What happens when the human body is inscribed within digital circles and squares, not as the measure of all things but as the thing to be measured?
Standard Deviation follows five characters caught within a municipal scoring system that reduces residents to three-digit numbers. Sloane Virta designed the algorithm's fairness constraints, believing she was building a tool for equity. Cassian Osei operates the surveillance infrastructure from inside a luxury tower, watching without being seen while knowing he is also watched. Tamsin Cross, a former hospital administrator whose life collapsed after her husband's cancer diagnosis, discovers her score of 412 has erased her from a housing waitlist she waited on for nearly three years. Bram Watts navigates the gig economy's algorithmic management while his newborn daughter inherits a score before she can speak. Isolde Ashworth-Chen championed the system publicly and must decide what to do when she discovers it operates differently than she claimed.
Synthesizing Leonardo da Vinci's Vitruvian Man, Jeremy Bentham's Panopticon, and William Jennings Bryan's "Cross of Gold" speech, Standard Deviation traces a trajectory from the human who measures to the human who is measured to the human sacrificed upon systems of measurement.

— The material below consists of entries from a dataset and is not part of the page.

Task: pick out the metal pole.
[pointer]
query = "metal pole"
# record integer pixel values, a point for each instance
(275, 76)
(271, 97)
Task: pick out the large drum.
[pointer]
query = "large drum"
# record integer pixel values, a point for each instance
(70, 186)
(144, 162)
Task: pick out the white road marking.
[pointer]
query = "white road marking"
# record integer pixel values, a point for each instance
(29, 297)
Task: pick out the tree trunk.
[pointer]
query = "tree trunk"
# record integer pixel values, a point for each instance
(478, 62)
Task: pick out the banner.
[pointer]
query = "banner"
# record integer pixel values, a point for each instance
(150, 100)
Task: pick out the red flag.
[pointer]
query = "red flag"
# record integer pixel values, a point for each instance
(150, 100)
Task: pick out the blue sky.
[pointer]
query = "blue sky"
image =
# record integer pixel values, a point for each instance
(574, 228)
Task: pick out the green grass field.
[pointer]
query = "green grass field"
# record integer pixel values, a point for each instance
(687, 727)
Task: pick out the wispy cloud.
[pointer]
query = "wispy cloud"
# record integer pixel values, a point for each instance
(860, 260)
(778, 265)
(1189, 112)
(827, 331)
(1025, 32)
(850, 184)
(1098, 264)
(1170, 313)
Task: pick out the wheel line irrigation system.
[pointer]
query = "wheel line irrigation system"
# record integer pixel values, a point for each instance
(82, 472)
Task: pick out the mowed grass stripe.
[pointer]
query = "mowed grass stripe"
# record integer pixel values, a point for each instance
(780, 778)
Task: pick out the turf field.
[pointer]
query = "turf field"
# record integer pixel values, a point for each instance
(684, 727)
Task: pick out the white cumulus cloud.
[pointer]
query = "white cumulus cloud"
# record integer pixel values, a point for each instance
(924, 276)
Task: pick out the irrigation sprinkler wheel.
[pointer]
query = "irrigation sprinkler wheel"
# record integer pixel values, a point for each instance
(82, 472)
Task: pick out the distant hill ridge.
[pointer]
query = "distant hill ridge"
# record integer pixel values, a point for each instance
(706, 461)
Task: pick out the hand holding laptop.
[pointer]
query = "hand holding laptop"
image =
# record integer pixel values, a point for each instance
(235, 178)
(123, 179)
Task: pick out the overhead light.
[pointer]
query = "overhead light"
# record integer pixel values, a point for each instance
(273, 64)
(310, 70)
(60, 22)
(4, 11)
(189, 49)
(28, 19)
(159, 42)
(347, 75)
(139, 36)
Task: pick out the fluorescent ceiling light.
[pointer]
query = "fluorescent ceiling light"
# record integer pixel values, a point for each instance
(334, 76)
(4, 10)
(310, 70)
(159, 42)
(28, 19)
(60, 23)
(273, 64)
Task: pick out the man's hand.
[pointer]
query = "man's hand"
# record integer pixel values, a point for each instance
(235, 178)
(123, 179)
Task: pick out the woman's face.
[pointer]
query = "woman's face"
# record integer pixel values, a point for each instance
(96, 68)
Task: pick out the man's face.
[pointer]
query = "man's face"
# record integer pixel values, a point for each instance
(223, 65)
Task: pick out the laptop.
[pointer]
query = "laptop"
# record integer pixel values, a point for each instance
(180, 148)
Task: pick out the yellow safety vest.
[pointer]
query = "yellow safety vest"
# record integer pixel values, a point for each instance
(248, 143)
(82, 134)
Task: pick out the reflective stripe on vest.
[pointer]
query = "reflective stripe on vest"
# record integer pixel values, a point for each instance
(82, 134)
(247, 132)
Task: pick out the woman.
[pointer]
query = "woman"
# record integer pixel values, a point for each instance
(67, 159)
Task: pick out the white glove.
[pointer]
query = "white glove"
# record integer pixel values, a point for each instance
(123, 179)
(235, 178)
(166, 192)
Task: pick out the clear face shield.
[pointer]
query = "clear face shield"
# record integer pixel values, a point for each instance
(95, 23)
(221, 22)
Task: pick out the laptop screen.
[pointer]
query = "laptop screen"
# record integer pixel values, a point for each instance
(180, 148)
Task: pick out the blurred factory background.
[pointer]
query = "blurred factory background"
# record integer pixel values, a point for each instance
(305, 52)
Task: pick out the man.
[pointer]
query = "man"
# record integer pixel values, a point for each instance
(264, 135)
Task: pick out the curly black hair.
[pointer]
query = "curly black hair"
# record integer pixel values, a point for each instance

The eighth book in the Fractional Fiction series, Standard Deviation examines surveillance capitalism, algorithmic governance, and the human experience of being reduced to data. In a world where credit scores determine housing, employment screening algorithms reject qualified candidates, and predictive systems sort people into categories of worthy and unworthy, the novel asks: What does it mean to keep walking when the numbers have already decided who you are?
"The measured kept walking. That was what they had. That was what remained."